Parliamentarians to vote.
With the upcoming coronation of King Charles III, the Canadian province of Quebec is resurfacing a debate on the country’s ties to the British monarchy. On Wednesday, parliamentarians will vote on whether Canada should sever ties with the monarchy after Bloc Quebecois leader Yves-Francois Blanchet tabled a motion that forced a conversation in the House of Commons about the Crown. His move follows the refusal of 14 recently-elected Quebec politicians to recite an oath of allegiance to the King during their swearing-in to the provincial legislature, as required by Canadian law.
Speaking to reporters, Mr.

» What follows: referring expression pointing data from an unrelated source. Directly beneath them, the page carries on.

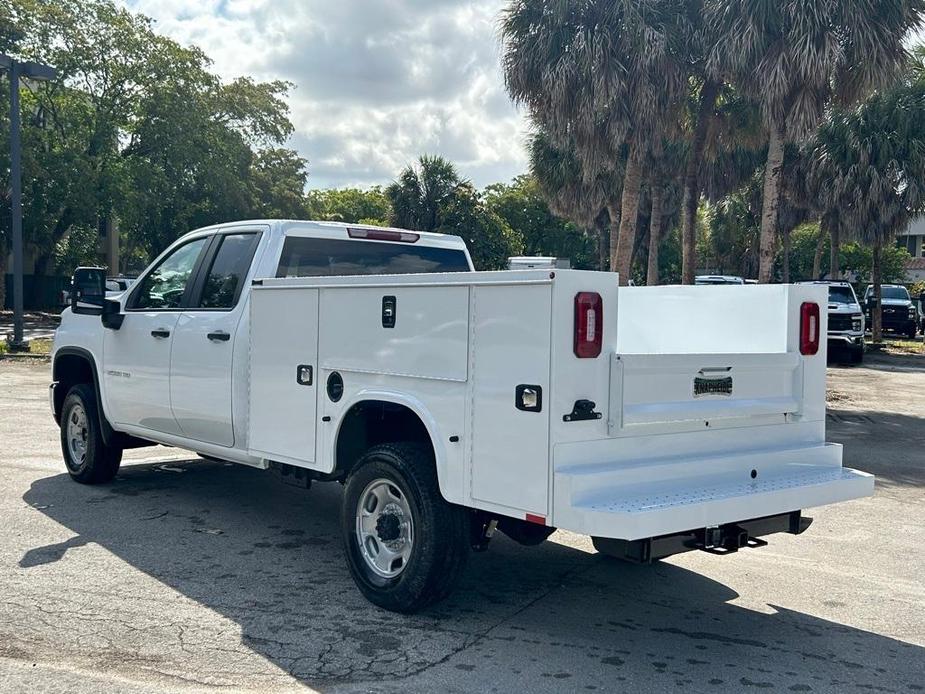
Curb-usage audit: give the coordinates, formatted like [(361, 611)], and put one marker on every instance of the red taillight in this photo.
[(809, 328), (589, 324), (383, 235)]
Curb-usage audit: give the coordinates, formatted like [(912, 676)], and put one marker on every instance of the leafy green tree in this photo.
[(874, 156), (136, 126), (279, 178), (421, 192), (369, 206), (598, 75), (432, 197), (522, 206), (490, 239), (794, 57), (589, 202)]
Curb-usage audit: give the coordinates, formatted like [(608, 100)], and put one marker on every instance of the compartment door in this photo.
[(510, 446), (283, 402)]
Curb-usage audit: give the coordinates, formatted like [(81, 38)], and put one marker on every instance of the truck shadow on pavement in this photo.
[(268, 558)]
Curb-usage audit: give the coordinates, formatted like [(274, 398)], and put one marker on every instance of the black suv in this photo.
[(900, 314)]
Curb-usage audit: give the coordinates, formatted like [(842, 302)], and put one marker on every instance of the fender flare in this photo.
[(108, 433), (418, 408)]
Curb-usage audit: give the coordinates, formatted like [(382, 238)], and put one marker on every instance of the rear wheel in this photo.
[(405, 545), (89, 460)]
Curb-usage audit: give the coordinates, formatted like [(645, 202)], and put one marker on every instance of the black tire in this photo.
[(857, 355), (440, 531), (100, 462)]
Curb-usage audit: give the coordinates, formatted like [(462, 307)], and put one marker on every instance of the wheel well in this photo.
[(71, 368), (370, 423), (68, 371)]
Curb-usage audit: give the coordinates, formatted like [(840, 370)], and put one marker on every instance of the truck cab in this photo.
[(899, 313)]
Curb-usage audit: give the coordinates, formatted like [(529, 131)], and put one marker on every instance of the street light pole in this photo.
[(16, 205), (17, 70)]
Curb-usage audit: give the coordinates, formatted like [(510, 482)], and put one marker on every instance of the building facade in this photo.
[(913, 240)]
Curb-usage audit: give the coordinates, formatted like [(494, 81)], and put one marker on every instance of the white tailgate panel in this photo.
[(510, 447), (430, 338), (648, 389), (283, 336)]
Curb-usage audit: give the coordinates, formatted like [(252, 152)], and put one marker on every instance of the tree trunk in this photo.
[(613, 211), (785, 272), (876, 314), (655, 233), (629, 213), (770, 203), (3, 254), (691, 196), (39, 273), (601, 248), (817, 257)]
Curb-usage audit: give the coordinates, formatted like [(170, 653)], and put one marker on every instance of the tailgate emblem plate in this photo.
[(721, 385)]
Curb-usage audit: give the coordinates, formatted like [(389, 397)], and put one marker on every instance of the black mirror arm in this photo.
[(112, 315)]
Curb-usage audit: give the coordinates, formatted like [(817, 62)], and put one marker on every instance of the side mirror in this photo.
[(88, 290), (112, 315)]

Blanchet admitted that his motion is likely to fail, but he said the failure will show Quebecers that federal politicians “prefer to support the King than the people.” In Canada, the monarch – now King Charles – is the head of state.
The monarchy serves a mainly symbolic role, with the power to govern entrusted to the Canadian government. Changing the current system would need approval from both the House of Commons and the Senate in parliament, as well as the unanimous consent of all 10 provinces. Members of Canada’s governing Liberal party have already said they will oppose the motion.
While Mr. Blanchet’s motion may fail, the future of Quebec politicians who refused to swear the oath to the Crown remains uncertain. Their refusal could lead to a bill that seeks to redefine the requirement to take the oath of allegiance in the province – if they are able to sit in Quebec’s legislature at all – and political watchers say they are eager to see how the dispute unfolds.